By Dana Niland
The government of Belize will expand its network of no-take zones, a type of marine protected area, from three percent to over 10 percent by the end of 2018.
The expanded areas are managed in accordance with a national secure fishing rights program established in 2016.
“For Belize, a healthy ocean and small-scale fishing are a matter of survival,” said Fisheries Administrator Beverly Wade. “We are a country dependent on our seas for jobs, income, and food.

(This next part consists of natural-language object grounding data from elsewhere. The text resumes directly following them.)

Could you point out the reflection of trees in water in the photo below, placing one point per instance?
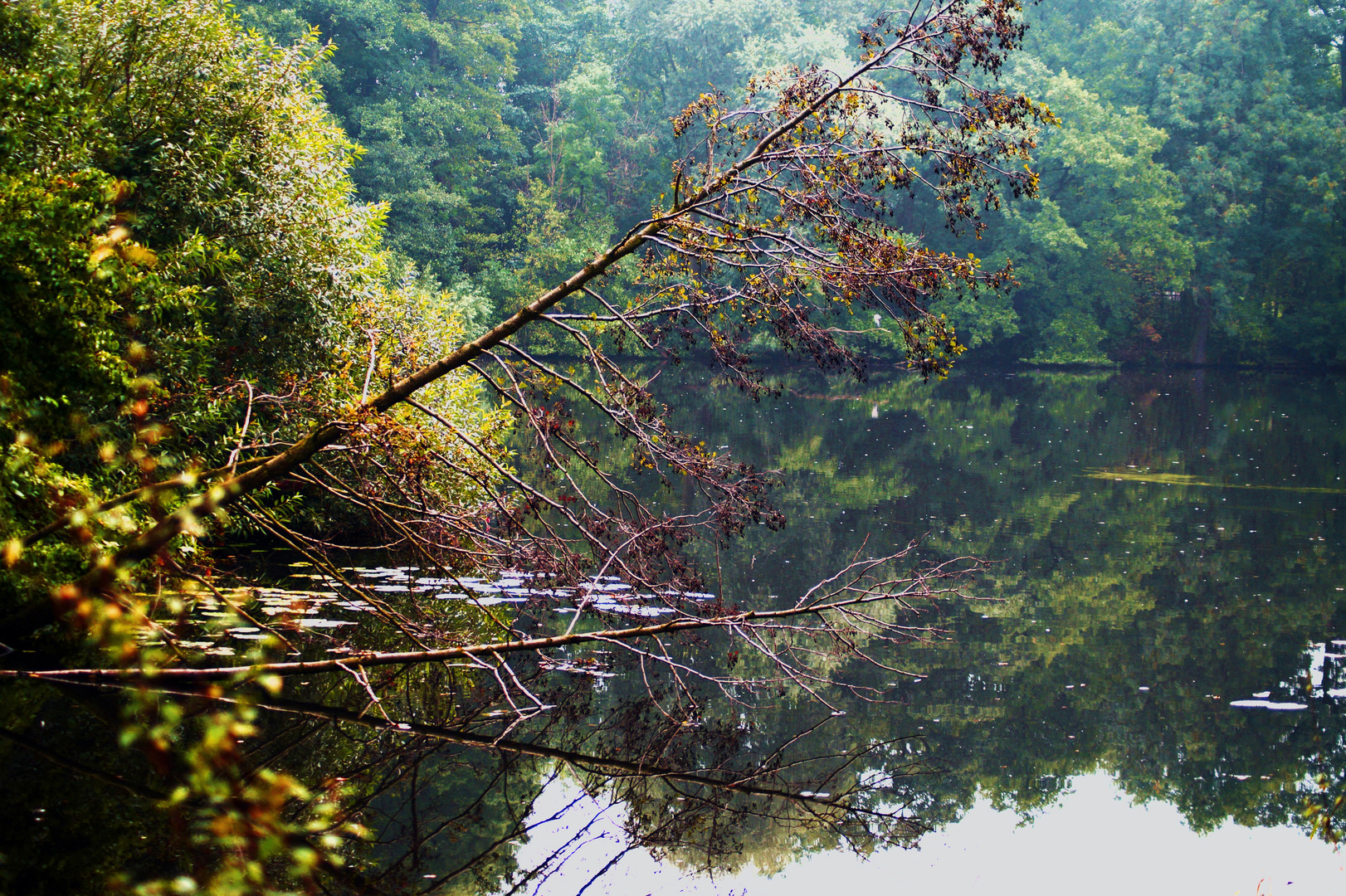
(1201, 595)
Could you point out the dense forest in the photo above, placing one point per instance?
(285, 284)
(1189, 206)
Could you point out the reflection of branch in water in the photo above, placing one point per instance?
(841, 597)
(668, 809)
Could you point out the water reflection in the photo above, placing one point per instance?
(1164, 610)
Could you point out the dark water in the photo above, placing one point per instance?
(1163, 622)
(1164, 607)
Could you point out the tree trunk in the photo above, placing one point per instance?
(1205, 309)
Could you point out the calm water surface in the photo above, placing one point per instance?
(1138, 697)
(1149, 679)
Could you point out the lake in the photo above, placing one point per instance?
(1140, 690)
(1144, 682)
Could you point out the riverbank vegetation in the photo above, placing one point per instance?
(214, 348)
(398, 276)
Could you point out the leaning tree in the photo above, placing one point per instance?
(777, 221)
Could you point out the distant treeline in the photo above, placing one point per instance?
(1189, 207)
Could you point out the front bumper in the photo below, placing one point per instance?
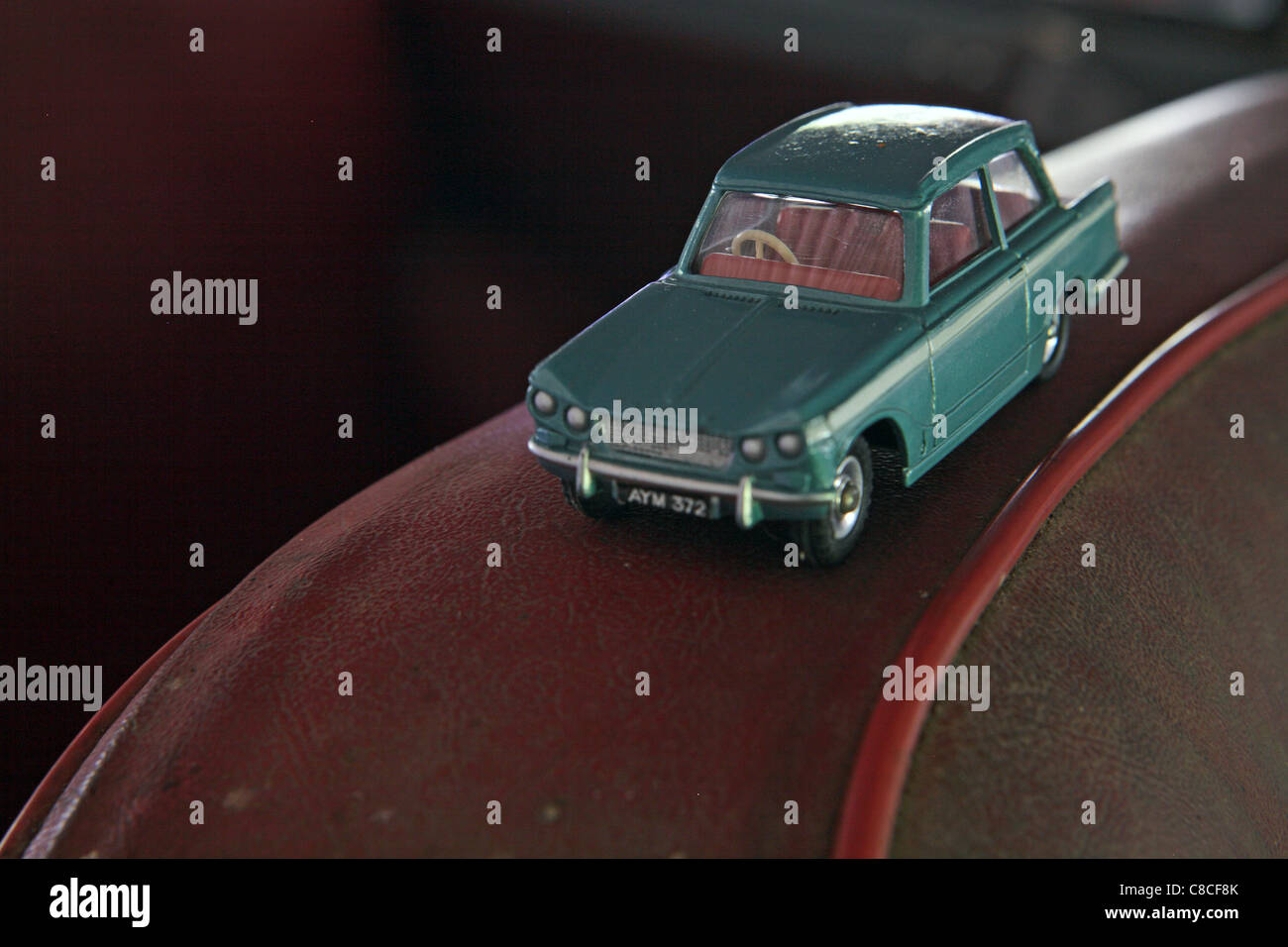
(751, 502)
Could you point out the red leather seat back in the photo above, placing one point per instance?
(776, 270)
(949, 245)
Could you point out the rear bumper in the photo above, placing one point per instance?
(750, 502)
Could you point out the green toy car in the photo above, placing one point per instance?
(861, 275)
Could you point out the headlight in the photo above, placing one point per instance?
(576, 418)
(790, 444)
(754, 449)
(544, 402)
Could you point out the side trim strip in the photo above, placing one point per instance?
(890, 737)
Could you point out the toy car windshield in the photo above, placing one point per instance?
(844, 248)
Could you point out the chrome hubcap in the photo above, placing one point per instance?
(1052, 339)
(848, 497)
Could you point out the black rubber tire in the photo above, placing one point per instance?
(599, 506)
(815, 538)
(1047, 371)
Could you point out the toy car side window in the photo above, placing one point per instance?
(1014, 189)
(958, 228)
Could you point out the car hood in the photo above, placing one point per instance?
(741, 359)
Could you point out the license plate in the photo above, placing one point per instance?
(664, 500)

We are taking this step because the culture and health of our communities are intricately tied to healthy reefs and fisheries.”
This new expansion comes as Belze was recognized for the impact of its sustainable fisheries.

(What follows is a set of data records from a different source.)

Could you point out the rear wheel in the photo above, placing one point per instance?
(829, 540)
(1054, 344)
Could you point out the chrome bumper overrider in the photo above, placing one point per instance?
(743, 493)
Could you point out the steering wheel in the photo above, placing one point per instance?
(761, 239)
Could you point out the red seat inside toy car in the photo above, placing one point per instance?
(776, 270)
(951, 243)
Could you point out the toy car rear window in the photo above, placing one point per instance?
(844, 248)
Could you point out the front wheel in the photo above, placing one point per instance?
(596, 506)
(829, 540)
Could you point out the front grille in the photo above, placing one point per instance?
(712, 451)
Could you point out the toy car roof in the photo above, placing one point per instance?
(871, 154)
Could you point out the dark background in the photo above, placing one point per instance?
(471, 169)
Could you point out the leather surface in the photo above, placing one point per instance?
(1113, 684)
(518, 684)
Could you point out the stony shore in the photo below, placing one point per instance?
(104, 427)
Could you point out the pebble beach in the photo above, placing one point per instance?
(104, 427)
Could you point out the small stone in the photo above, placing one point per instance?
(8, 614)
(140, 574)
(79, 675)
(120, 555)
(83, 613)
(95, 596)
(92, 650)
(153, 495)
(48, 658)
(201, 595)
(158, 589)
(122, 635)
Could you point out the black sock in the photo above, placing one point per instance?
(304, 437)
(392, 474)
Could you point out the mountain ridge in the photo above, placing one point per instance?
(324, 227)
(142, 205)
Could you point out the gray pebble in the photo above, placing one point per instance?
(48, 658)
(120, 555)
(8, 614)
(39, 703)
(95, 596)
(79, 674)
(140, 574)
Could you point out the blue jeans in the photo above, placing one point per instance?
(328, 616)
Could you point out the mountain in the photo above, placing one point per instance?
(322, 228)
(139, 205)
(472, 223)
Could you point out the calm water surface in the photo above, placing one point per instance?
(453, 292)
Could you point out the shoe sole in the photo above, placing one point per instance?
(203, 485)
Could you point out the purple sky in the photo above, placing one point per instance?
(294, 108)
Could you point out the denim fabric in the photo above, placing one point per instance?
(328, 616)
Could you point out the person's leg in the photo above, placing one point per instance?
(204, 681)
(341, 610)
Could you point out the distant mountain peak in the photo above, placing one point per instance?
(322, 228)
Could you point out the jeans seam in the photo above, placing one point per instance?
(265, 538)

According to the most recent “Mesoamerican Reef Report Card” by Healthy Reef for Healthy People, Belize’s no-take zones growing fish populations and biodiversity.
“Belize continues to show the world the way forward,” said Amanda Leland, the Environmental Defense Fund’s Senior Vice President for Oceans. “With secure fishing rights already established nationwide, expansion of these no-take zones shows how sustainable fishing and protected areas can work together to create healthy reefs and growing fish populations that will provide long-term benefits for the people who depend on them.”

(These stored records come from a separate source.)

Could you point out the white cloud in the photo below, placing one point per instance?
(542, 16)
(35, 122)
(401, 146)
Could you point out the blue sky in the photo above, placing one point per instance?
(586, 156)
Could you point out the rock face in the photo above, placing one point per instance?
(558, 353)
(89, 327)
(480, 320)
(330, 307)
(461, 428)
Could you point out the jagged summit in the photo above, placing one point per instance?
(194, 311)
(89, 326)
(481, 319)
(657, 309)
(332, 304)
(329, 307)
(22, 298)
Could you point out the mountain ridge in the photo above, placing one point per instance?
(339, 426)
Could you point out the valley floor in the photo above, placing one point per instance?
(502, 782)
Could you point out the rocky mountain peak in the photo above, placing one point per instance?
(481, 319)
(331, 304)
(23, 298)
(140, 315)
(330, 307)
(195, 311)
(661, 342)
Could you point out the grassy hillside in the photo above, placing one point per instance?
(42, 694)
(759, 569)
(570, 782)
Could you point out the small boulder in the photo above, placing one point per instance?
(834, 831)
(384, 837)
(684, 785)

Along the Belize Barrier Reef there is a high level of biodiversity– mangroves, corals, seagrass, cayes and their populations of conch, lobster, and reef fish.
In 2016, in response to growing threats to the health of their fisheries, Belize established a nationwide secure fishing rights program, the first of its kind in the world.
Belize’s approach creates incentives for fishing communities to become stewards of their fisheries.
At the center of the solution being adopted by Belize is “Managed Access,” a combination of secure fishing rights and empowerment of fishermen.
Under this approach, fishers and fishing communities control their own future through licenses, giving them access to fish in specific geographic areas–or Territorial Use Right for Fishing–of the fishery, and responsibilities to help manage the areas and observe regulations.
Together, managed access and no-take zones are designed to help rebuild fish populations while protecting critical habitat.
The newly announces expansion will help Belize meet the challenge of protecting the second largest barrier reef in the world, while ensuring its resources can help meet sustainable development goals.
“These expanded no-take zones combined with sustainable fishing are essential for achieving Belize’s objectives for environmental conservation and biodiversity while providing a source of healthy nutrition and food security, and jobs in some of our most vulnerable communities,” said Wade.
The organization added it hopes that the approach will open up new opportunities for the seafood industry, and for blended and private capital to finance the reform and governance of fisheries.
The EDF estimates that more than $200 billion of investment is needed globally to implement sustainable fishing reforms.
“These remarkable efforts in Belize have already demonstrated reductions in illegal fishing, models of community-based co-management of fisheries, and improvements in the health of its valuable coral reef ecosystem,” said Larry Epstein, Director for EDF. “Those looking to invest in countries committed to sustainable fishing reforms should take note.”